Some three hours later, the dawn light shone revealingly on the soles of his bare feet, thrust from under the bush. They caught the eye of a policeman who was good-naturedly clearing the park of its "boarders." He investigated. The appearance of the man who owned the feet was so different from that of the ordinary "vag" habitués of the park, that the bluecoat decided he must "run him in."

Still sleepy and only half understanding, Polaris went meekly with the policeman. He knew that he was in the hands of a representative of the law of America, a law that his father had taught him must be reverenced and obeyed in all its manifestations.

With every instant unfolding to him a new wonder—from the startling height of a many-storied skyscraper to a belated messenger boy puffing at a cigarette—he was haled to a nearby station-house.

Because he could not, or would not, explain how he came to be in the park, and because his intense interest in the proceedings about him tended to make his answers casual, the judge dismissed him with a curt, "Ten or thirty." The son of the snows went to jail and knew no help for it.

He grew restive with the passing of the days in confinement. He had left but one object in life, and that was the delivery of his father's message. He had guessed for a long time that it had to do with a quest similar to that of Scoland. Now the name of the captain was on every lip. He had gone to Washington, to receive the official recognition of his discovery.

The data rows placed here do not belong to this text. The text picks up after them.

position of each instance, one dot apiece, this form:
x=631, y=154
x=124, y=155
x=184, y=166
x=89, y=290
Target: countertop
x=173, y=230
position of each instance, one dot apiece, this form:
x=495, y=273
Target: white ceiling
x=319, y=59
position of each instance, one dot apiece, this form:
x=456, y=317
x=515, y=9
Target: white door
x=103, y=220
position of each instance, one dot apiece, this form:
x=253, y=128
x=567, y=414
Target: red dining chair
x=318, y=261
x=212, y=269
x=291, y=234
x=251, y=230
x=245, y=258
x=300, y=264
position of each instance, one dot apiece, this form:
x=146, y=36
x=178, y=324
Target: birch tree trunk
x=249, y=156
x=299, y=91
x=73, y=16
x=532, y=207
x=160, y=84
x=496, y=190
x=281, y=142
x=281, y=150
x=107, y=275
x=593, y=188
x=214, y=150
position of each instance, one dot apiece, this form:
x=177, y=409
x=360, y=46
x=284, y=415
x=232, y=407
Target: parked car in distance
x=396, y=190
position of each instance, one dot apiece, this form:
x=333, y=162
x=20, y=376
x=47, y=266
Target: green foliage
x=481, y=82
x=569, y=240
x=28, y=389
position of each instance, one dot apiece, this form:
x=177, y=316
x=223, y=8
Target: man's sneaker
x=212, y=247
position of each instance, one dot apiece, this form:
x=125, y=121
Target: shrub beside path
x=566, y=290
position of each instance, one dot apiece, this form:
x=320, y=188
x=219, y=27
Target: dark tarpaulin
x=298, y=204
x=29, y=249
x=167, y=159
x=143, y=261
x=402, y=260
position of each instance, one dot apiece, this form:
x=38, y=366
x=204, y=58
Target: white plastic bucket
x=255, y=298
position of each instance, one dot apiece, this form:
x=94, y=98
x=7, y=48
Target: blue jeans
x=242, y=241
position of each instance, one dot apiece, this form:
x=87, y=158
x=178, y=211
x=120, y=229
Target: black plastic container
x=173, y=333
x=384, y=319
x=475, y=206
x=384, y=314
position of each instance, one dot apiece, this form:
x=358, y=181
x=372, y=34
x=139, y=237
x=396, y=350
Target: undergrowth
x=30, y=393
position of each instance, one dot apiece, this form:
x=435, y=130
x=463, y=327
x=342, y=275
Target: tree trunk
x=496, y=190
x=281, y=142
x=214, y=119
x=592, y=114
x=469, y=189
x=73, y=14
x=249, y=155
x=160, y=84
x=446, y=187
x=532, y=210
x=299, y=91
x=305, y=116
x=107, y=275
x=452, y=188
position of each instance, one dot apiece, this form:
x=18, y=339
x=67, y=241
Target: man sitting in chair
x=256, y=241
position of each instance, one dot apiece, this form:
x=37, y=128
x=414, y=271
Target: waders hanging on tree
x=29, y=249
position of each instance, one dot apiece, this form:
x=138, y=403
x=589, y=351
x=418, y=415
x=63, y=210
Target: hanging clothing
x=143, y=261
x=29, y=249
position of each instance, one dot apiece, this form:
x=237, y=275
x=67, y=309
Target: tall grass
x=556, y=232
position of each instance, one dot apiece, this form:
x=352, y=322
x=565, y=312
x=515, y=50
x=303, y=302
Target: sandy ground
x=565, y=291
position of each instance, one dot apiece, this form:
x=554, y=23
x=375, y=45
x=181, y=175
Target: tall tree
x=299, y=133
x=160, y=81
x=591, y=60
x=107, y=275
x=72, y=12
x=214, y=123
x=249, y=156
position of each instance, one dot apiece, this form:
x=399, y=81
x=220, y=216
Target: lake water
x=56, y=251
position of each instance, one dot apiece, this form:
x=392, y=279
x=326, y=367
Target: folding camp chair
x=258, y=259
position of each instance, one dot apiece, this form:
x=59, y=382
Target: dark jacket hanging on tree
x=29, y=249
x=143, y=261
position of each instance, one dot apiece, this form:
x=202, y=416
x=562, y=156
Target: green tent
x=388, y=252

In Washington, Polaris would also liked to have been. And his message? He had given it into the keeping of Rose Emer. Where was she? Would she keep faith?

Then it struck him with the suddenness of a blow that his message might, even now, be in the keeping of the captain, the man who was to be her husband. When he was on the verge of delirium, he had put his most sacred trust into the hands of his enemy!

He laughed at the irony of it. Still, he would go to Washington. The rest was on the knees of the gods. She would keep faith, he knew, but did it rest with her?

Polaris learned much in those thirty days, for there is excellent wisdom even in the bowels of a jail. Came at last the day of his release, and found him in the middle of a puzzle. Not in all America was there a person to whom he could turn in his extremity. He was friendless and penniless. Under the circumstances, he could not bring himself to ask aid of Rose Emer, even if he knew where she was to be found.

Then it was that his dead friend Kalin raised up friends for him, friends and the power to carry out his project.